Politik : Der kurze Arm der UN in Afghanistan

Hans Monath

Das öffentliche Interesse an Afghanistan hat rapide nachgelassen, seitdem Kabul befreit ist und US-Kampfflugzeuge nur noch selten mit Bomben und Raketen gegen die Taliban vorgehen. Das ist seltsam, denn seit einigen Wochen riskieren auch Bundeswehrsoldaten in der Hauptstadt ihr Leben und ihre Gesundheit, um die Übergangsregierung zu schützen. Seit dem Sturz der Taliban scheint die Lage in Afghanistan stabil. Wie schwierig die Aufgabe aber ist, viele, über Jahrzehnte in einen Bürgerkrieg verstrickte Volksgruppen an einen Tisch zu bringen, kann man aus dem Buch "Mission Afghanistan" des deutschen Diplomaten Nobert Heinrich Holl lernen.

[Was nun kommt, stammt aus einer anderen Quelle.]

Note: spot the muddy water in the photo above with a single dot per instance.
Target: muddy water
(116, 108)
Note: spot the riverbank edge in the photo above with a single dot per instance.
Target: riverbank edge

Holl kennt diese Bürgerkriegsparteien aus eigener Anschauung. Fast zwei Jahre, 1996/97, hat er als UN-Diplomat versucht, zwischen ethnischen und religiösen Gruppen in dem Land zu vermitteln. Holl, der im Juni 1996 zum Leiter einer UN-Friedensmission in Afghanistan ernannt wurde und seinen Sitz in Jalalabad nahm, lernte die Politik der Großmächte und die Einflussgrenzen der UN in diesem Konflikt kennen. Mit den meisten Akteuren, die im Krieg um Afghanistan eine Rolle spielten, hat er lange verhandelt - auch mit den Taliban.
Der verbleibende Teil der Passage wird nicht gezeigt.